All six cases in the United States occurred in women between the ages of 18 and 48, with symptoms developing six to 13 days after receiving the shot. The FDA said one woman died from complications from blood clotting and another was in critical condition.
The European Medicines Agency has currently investigated all reported cases and will decide whether regulatory action is required.
“The EMA is currently accelerating this assessment and is currently expecting to issue a recommendation next week,” the European Medicines Agency said in a statement.
“During the ongoing review, the EMA continues to believe that the vaccine’s benefits in preventing COVID-19 outweigh the risks of side effects.”
South Africa has stopped the launch of the shot while J&J has announced it is “proactively delaying” delivery of its vaccine to Europe, which began last week.

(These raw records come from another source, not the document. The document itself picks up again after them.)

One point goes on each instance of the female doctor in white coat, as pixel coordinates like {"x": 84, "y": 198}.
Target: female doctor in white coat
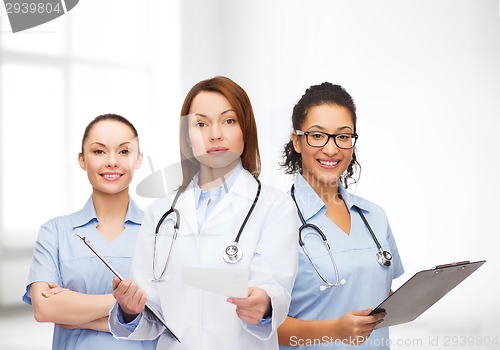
{"x": 226, "y": 219}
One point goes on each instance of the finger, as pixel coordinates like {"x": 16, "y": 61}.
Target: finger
{"x": 116, "y": 281}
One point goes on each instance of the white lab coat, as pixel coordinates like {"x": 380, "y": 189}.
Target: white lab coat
{"x": 202, "y": 319}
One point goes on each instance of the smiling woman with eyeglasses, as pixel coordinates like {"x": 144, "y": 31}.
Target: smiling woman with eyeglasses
{"x": 347, "y": 254}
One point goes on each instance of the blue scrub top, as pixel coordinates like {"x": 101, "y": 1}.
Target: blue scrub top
{"x": 61, "y": 257}
{"x": 368, "y": 283}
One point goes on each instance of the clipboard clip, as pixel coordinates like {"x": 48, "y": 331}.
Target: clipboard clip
{"x": 148, "y": 307}
{"x": 459, "y": 263}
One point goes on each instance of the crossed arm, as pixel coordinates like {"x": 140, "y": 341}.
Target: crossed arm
{"x": 70, "y": 309}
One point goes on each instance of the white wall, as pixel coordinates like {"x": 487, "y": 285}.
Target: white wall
{"x": 426, "y": 79}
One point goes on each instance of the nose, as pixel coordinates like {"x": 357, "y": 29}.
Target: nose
{"x": 112, "y": 160}
{"x": 215, "y": 132}
{"x": 330, "y": 148}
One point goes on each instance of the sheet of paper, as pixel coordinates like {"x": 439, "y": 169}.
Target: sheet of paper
{"x": 228, "y": 282}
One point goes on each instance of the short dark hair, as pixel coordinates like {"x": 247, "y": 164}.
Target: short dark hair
{"x": 240, "y": 102}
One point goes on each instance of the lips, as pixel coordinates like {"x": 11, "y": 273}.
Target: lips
{"x": 111, "y": 176}
{"x": 328, "y": 163}
{"x": 215, "y": 150}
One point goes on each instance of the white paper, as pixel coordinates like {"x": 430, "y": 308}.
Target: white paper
{"x": 228, "y": 282}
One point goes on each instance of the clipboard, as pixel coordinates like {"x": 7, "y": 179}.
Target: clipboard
{"x": 422, "y": 291}
{"x": 148, "y": 306}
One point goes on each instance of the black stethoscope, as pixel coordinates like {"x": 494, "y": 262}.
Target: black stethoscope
{"x": 384, "y": 257}
{"x": 232, "y": 254}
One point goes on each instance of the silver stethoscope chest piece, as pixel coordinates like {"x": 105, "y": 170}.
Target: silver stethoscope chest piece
{"x": 232, "y": 254}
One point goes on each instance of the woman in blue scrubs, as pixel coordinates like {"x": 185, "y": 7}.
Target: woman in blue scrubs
{"x": 332, "y": 310}
{"x": 67, "y": 284}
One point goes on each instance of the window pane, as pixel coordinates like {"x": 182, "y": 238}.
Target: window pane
{"x": 33, "y": 158}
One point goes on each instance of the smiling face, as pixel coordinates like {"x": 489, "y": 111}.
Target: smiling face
{"x": 110, "y": 156}
{"x": 323, "y": 166}
{"x": 214, "y": 133}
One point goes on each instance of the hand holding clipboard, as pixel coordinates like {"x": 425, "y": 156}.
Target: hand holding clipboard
{"x": 422, "y": 291}
{"x": 112, "y": 269}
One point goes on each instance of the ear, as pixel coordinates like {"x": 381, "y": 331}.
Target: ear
{"x": 81, "y": 160}
{"x": 140, "y": 157}
{"x": 296, "y": 143}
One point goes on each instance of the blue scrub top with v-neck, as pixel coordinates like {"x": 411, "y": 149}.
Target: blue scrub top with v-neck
{"x": 367, "y": 282}
{"x": 61, "y": 257}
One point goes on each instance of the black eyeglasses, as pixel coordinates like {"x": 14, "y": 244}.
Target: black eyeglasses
{"x": 320, "y": 139}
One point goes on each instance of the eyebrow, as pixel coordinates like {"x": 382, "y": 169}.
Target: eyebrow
{"x": 103, "y": 145}
{"x": 221, "y": 114}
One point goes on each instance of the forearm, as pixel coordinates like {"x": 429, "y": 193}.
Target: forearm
{"x": 294, "y": 330}
{"x": 69, "y": 307}
{"x": 100, "y": 325}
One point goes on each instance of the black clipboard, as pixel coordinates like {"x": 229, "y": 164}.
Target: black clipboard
{"x": 422, "y": 291}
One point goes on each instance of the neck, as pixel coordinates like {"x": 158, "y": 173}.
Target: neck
{"x": 328, "y": 192}
{"x": 110, "y": 206}
{"x": 210, "y": 178}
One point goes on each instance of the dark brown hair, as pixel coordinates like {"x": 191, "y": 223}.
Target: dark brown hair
{"x": 316, "y": 95}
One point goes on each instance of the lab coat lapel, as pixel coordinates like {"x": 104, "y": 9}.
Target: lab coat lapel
{"x": 234, "y": 205}
{"x": 187, "y": 210}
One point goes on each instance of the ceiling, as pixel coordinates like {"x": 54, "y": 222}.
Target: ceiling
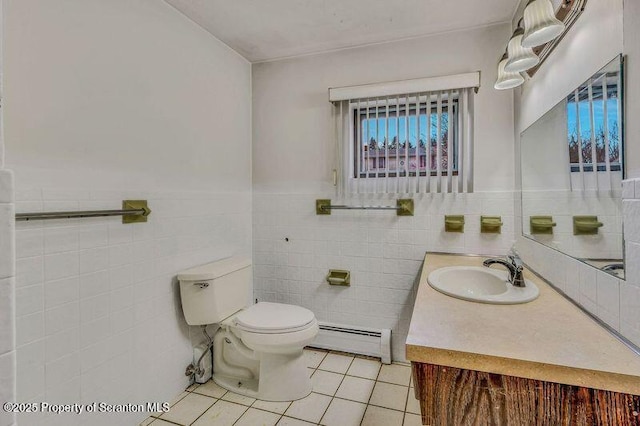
{"x": 261, "y": 30}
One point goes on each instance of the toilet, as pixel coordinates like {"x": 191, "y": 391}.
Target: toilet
{"x": 257, "y": 350}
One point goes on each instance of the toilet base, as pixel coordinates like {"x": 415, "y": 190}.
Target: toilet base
{"x": 283, "y": 377}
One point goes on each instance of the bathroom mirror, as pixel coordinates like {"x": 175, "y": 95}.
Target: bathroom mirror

The vaccine was approved in the EU on March 11, but widespread use of the shot has not yet started.
“Right now, these adverse events seem extremely rare,” the FDA said on Tuesday in a joint statement with the Centers for Disease Control and Prevention. “The safety of COVID-19 vaccines is a top priority for the federal government and we take all reports of health problems following COVID-19 vaccination very seriously.”

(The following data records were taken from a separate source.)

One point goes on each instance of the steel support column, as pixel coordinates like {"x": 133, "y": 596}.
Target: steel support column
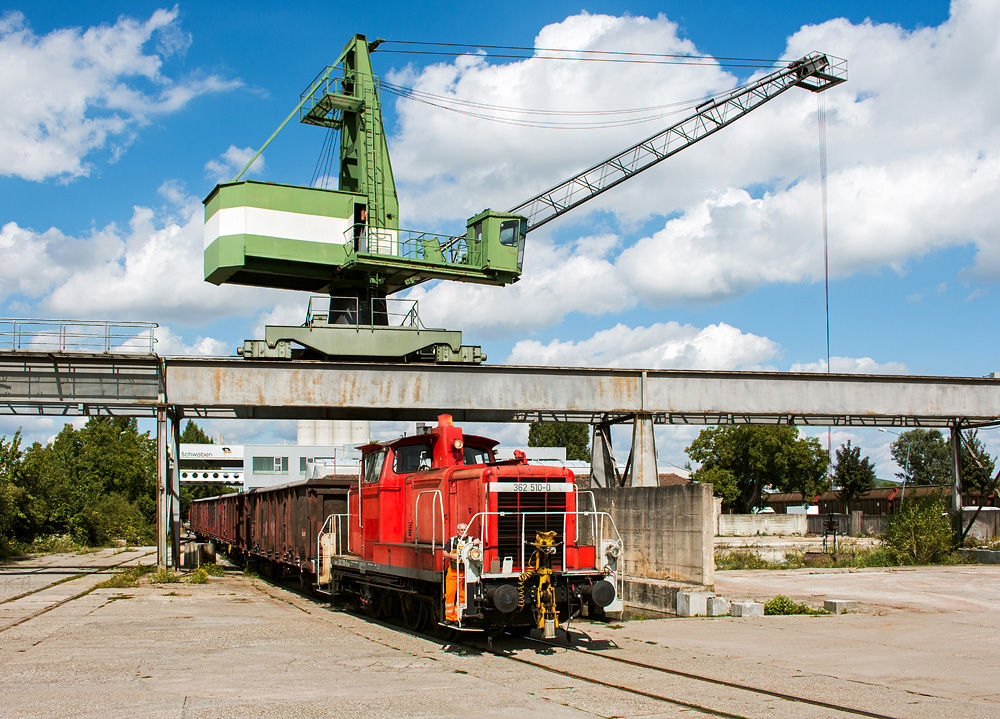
{"x": 956, "y": 472}
{"x": 603, "y": 471}
{"x": 162, "y": 505}
{"x": 175, "y": 490}
{"x": 644, "y": 472}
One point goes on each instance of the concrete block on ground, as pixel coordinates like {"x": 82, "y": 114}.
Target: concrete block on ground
{"x": 692, "y": 604}
{"x": 839, "y": 606}
{"x": 747, "y": 609}
{"x": 718, "y": 607}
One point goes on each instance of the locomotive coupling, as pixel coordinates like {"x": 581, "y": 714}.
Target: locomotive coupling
{"x": 601, "y": 593}
{"x": 504, "y": 597}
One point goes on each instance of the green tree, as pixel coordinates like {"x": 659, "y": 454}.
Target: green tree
{"x": 193, "y": 434}
{"x": 96, "y": 483}
{"x": 757, "y": 458}
{"x": 11, "y": 494}
{"x": 977, "y": 476}
{"x": 920, "y": 532}
{"x": 120, "y": 460}
{"x": 573, "y": 436}
{"x": 924, "y": 456}
{"x": 855, "y": 476}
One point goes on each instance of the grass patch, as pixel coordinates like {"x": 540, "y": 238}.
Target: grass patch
{"x": 128, "y": 577}
{"x": 51, "y": 544}
{"x": 782, "y": 605}
{"x": 744, "y": 559}
{"x": 164, "y": 576}
{"x": 213, "y": 570}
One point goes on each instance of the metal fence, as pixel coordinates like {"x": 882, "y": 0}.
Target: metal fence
{"x": 871, "y": 525}
{"x": 104, "y": 337}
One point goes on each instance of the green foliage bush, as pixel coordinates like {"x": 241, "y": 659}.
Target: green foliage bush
{"x": 164, "y": 576}
{"x": 95, "y": 484}
{"x": 198, "y": 576}
{"x": 920, "y": 532}
{"x": 128, "y": 577}
{"x": 782, "y": 605}
{"x": 214, "y": 570}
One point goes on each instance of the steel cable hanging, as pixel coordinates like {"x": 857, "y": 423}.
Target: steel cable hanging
{"x": 616, "y": 56}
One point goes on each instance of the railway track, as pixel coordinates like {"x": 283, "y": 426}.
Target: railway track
{"x": 688, "y": 691}
{"x": 800, "y": 703}
{"x": 64, "y": 580}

Last week, the European Medicines Agency said it had identified a possible link between the coronavirus vaccine developed by AstraZeneca and Oxford University and rare blood clotting problems. AstraZeneca has not received approval for use in the United States
Oxford-AstraZeneca and J&J vaccines work in a similar way, and both use an adenovirus, a common type of virus that typically causes mild cold symptoms.